2
Yorum
5
Beğeni
5,0
Puan
1642
Okunma
Çiğdem, yakın akrabam. Çakmak çakmak gözleriyle hayat dolu bir genç kızdı. Kahkaha çiçeğiydi bir çeşit. Günün birinde, tarım ilâcı içerek canına kıyacağını hiç kimse düşünemezdi.
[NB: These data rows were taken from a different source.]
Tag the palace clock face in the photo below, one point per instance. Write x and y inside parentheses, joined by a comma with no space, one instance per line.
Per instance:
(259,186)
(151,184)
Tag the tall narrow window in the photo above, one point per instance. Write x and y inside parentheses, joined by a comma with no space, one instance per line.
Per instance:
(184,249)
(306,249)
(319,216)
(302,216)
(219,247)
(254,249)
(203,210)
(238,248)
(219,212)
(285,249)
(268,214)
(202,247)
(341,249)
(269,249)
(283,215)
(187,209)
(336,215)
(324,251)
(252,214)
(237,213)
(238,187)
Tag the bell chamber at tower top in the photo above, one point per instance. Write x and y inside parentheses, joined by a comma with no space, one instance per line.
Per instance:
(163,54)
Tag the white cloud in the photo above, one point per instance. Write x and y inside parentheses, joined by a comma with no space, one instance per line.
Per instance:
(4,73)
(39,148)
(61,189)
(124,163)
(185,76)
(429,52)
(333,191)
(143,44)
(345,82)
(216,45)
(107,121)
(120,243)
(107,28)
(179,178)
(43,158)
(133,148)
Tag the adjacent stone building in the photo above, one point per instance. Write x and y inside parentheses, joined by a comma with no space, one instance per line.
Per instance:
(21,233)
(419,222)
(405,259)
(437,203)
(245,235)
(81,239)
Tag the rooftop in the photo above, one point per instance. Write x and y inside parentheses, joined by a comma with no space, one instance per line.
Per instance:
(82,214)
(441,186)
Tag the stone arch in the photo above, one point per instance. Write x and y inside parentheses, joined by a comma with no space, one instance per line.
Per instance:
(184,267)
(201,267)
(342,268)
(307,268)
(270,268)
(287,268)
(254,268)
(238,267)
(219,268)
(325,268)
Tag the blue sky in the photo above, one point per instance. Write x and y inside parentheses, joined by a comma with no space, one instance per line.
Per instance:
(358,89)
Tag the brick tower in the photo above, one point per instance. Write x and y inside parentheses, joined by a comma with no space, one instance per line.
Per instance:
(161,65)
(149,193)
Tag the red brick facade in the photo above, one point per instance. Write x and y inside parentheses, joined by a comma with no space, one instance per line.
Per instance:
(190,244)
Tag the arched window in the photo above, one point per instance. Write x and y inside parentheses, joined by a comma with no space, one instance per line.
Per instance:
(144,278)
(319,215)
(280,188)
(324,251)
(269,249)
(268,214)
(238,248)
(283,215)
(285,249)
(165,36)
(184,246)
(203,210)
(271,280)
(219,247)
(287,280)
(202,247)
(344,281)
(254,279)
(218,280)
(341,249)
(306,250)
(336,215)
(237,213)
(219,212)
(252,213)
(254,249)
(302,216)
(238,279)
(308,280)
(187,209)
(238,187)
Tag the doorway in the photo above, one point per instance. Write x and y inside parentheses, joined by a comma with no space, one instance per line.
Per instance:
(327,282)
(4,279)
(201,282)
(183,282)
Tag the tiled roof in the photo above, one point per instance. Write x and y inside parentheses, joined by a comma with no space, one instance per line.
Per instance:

Umutsuz bir sevda serüveniymiş sebep. 20. yaşının henüz başındaydı.
ısıtmıyor artık güneş
kuşlar uçmuyor
inanır mısın bilemem eskisi gibi
eskisi gibi
yağmur yağmıyor
tadı kalmadı türkülerin de
çiğdem kız
dudaklarımızda ağıt var
ağıt var
öylece yalnız
yüzümüzde bir donukluk
dönüp de görebilsen
yüreğimizde bir burukluk
bir burukluk ki
bilebilsen
boynu bükük duruşu
sözün ve sevgilinin
içimize işliyor
ah içimize
duvarda gelinliğin
gökyüzünün çıtkırıldım mâvisi
külrengine dönüştü
çıldırmışça püskürüyor sanki
çıldırmışça püskürüyor
yanardağların tümü
dizlerimiz dermansızdır
şu çirkin dünyadan sen göçeli
söyle nasıl dayanılır
söyle nasıl
ne yapıp ne etmeli
’ölüm adın kalleş olsun’
demişti ya enver gökçe
şimdi yürekten haykırıyoruz
şimdi yürekten
yuh olsun şu ölüme!
5.0
100% (2)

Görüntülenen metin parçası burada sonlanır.